By Kyla Guilfoil, Editor-in-Chief 

Changes in Manhattan College’s upper administration and long-held confusion about what services the college actually offers has sparked calls for change when it comes to mental health support. 

Tension rose when students called on the college’s administration last spring in a walkout on the quadrangle, advocating for the improvement of mental health services on campus in the wake of junior Christian Gallante’s death in March. 

Brennan O’Donnell, the president of the college at the time, had met with the Student Government Association to discuss possible solutions going forward, to expand and improve mental health access at the college. 

Upper administration has shifted significantly since those meetings last spring, with new names filling the roles of both president and provost. Brother Daniel Gardner is currently interim president and William Clyde has replaced Steven Schreiner as provost. 

SGA president, Calissa McNeely, told The Quadrangle that the change in administration has impacted the process of implementing new measures to the college’s mental health services. 

“The conversations we were having were with people who aren’t here anymore,” McNeely said. 

However, seeking better mental health resources is still an important part of SGA’s agenda, McNeely said.
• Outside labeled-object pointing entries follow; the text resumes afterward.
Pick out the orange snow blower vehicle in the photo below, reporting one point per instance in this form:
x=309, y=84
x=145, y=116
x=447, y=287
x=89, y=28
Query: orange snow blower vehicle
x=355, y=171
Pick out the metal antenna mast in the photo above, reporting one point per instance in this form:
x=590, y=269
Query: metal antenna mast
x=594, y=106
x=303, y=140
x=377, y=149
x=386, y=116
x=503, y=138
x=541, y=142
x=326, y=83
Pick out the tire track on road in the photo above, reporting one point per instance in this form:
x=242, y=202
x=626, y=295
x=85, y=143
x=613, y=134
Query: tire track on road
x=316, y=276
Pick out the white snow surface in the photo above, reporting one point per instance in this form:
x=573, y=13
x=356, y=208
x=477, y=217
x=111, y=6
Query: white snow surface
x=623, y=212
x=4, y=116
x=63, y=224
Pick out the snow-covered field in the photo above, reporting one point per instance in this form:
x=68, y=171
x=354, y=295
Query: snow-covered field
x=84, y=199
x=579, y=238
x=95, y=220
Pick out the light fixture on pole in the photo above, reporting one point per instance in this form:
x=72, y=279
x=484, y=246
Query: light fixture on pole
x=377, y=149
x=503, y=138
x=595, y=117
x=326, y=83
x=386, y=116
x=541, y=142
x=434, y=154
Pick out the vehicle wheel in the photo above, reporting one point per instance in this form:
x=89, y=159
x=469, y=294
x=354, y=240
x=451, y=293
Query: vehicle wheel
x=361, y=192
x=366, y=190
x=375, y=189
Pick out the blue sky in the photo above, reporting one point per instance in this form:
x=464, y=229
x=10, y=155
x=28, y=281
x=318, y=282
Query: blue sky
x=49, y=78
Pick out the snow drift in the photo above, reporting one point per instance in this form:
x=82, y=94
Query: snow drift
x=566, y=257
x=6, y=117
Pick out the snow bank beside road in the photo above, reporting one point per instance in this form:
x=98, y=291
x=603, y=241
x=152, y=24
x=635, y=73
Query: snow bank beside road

The SGA wants to take their time developing a new plan and creating relationships both with new administrators and with groups on campus who hope to be a part of the change. 


Kimberly Fairchild, Ph.D., associate professor of psychology, stated that she has helped students who have come to her with mental health struggles. 

While Fairchild is not a clinician herself, she said students will come to her in part because they are reluctant to see therapy or counseling because there are still many stigmas surrounding psychotherapy and who it is appropriate for.

While students come to her with a myriad of struggles, Fairchild said circumstances where students have feelings of burnout, stress and being generally overwhelmed have increased over the last two years. 

Fairchild often works to help guide students to clinical help at the counseling center, but said there are two common issues. 

The first is that students are not aware of where the services actually are, or what they include. The second is that the services are stretched thin and students do not have easy access to appointments. 

“Too often, students don’t seek help until they are at a critical point of stress and anxiety, and I think this is often when students turn to trusted professors for a kind ear,” Fairchild said. “It isn’t just on-campus, but even in the broader community it can be hard to get help immediately without long wait times.” 

McNeely said that she too has noticed that some students do not feel the counseling center offers services that are adequate for their needs, and that it often feels like a one-size-doesn’t-fit-all situation. 

Christin Nedumchira, staff psychologist at the center, and Briana Azzarelli, staff counselor at the center, told the Quadrangle the services available at the center. 

To seek individual or group therapy, crisis intervention services and referrals for long term treatment, Nedumchira and Azzarelli encourage students to reach out via email or phone call, or by stopping into the office. 

The Counseling Center is located on the fifth floor of Miguel Hall and accessible through the northern staircase. 

Esmilda Abreu-Hornbostel, Ph.D., associate vice president for student life and dean of students, said the administration has worked to expand wellness opportunities, like yoga, meditation training and other events on campus. 

However, there does not seem to be any plans to expand access to clinical support for those seeking therapy. 

For now, McNeely said SGA is building the foundation for a better system at the college, one where the burden of seeking and accessing mental health services doesn’t fall on the struggling student. 

McNeely said she encourages students to take the extra time for their mental health and say something if they notice they are struggling. 

“It’s really difficult to balance social life, balance your classes, make sure you’re getting multiple meals in a day, making sure you’re getting enough sleep, all these different things that you have to balance and that you’re pretty much learning on your own,” McNeely said.  “If it gets difficult, take some time to let someone know.”